Chess has always been on the edges of pop culture. Even though it’s beloved throughout the world, and has all the strategy you could ever want in a game, it still isn’t on the radar of most Gents.
But what if you add boxing to it?
Enter chess boxing. It has two parents: a French comic book artist, Enki Bilal, who wrote a story that inspired Iepe Rubingh, a Dutch performance artist. Iepe went on to found World Chess Boxing International.
How Did It Start?
In Bilal’s comic, opponents had to box an entire match first, then play chess. Rubingh found this impractical and instead created the alternating version in use today.
But clearly something was in the air, as before Rubingh staged events in the early 1990s, some version of chess boxing was already happening in London in the late 1970s. Two brothers were in a habit of playing a round of chess with each other after a training session at their club.

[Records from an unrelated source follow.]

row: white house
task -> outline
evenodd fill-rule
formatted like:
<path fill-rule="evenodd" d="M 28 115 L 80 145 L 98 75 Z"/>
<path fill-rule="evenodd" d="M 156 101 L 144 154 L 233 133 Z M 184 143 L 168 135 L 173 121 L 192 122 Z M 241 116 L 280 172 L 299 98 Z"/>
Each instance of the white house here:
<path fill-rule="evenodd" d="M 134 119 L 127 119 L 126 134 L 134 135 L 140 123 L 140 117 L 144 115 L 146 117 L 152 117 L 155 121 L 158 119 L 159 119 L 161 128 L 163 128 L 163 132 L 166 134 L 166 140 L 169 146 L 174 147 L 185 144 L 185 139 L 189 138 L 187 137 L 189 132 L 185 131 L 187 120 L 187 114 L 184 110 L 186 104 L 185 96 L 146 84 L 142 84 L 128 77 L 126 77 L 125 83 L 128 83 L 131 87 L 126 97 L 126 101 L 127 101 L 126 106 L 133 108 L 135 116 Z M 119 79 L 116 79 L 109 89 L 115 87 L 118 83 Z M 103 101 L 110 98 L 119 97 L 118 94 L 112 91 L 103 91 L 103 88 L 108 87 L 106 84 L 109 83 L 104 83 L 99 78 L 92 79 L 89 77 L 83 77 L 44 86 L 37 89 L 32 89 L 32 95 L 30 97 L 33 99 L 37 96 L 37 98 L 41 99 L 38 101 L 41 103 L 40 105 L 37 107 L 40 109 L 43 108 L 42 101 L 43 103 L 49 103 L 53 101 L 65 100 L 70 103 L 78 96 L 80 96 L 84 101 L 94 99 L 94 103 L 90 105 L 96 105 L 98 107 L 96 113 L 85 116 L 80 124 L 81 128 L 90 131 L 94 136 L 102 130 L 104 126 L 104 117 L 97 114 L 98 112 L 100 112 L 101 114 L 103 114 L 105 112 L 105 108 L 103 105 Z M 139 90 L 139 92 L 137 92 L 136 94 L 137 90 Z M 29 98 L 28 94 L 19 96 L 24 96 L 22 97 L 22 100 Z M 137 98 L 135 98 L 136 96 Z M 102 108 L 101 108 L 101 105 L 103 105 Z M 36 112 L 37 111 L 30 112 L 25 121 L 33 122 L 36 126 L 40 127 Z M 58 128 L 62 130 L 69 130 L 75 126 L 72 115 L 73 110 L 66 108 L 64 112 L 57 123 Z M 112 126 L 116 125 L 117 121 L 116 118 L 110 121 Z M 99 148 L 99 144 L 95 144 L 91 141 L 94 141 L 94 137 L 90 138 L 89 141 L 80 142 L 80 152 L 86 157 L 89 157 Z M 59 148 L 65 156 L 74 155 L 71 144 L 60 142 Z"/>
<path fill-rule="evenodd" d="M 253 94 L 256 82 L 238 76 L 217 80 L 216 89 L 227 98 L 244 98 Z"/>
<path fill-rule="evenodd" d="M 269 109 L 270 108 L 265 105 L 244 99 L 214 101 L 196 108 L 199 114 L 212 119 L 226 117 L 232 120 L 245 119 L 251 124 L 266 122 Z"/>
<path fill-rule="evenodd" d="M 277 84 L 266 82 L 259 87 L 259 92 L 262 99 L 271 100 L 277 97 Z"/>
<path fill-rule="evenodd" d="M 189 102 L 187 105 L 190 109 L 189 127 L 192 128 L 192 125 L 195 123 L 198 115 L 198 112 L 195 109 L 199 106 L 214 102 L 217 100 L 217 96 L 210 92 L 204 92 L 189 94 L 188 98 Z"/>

There are no score requirements if you just want to put together your own informal (chess) fight club. Just remember the rules of fight club! But if you want to play in a sanctioned international event, you will need a minimum Elo rating of 1600 in chess (nothing to sneeze at) and a record of at least 50 amateur bouts fought in boxing or another martial art.
How Does It Work?
Opponents play 11 alternating rounds of blitz chess and boxing until one wins by checkmate or knockout. Each round lasts three minutes, followed by a one-minute break. The chess timing is nine minutes in total for the entire match, and that time is tracked through chess clocks that run down the longer an opponent takes to make a move (they stop every time you make a move, hence starting your opponent’s clock). If you run out of time, you can lose, and if you draw in the chess round, then the only way to win is by boxing decision. Here are some other typical ways a match can end:
- victory by KO or TKO in boxing
- victory by checkmate in chess
- loss by resignation in either discipline
- disqualification of a fighter by a referee in either discipline after multiple warnings (extended inactivity, rule infractions, etc.)
Events are held in a standard boxing ring using amateur boxing equipment and rules. The chess round is also played in the ring with the table, board, and seating moved in and out of the ring for each round.
This chess variant is really popular in the UK, India, Finland, and Russia.
Why Is It Hard?
If you’ve ever watched chess played at a tournament, the room is hushed and people are using all their brainpower and concentration to make the right moves.
If you’ve ever watched a boxing match, you know it’s the opposite of tournament chess: it’s loud, you’re making decisions quickly, without too much time to consider a long strategy, and you get very physically tired towards the end of a match.
Combining these two disciplines has an allure for those who want to demonstrate “sound body, sound mind.” Switching between the old-school force and tactics of boxing and the sophisticated theory of chess is not at all a straightforward feat, and very often can lead to “jaffers” in the chess game. A gaffer is a Cockney slang term for “mistake.” It’s hard enough making moves when you haven’t been taking punches to the face, right?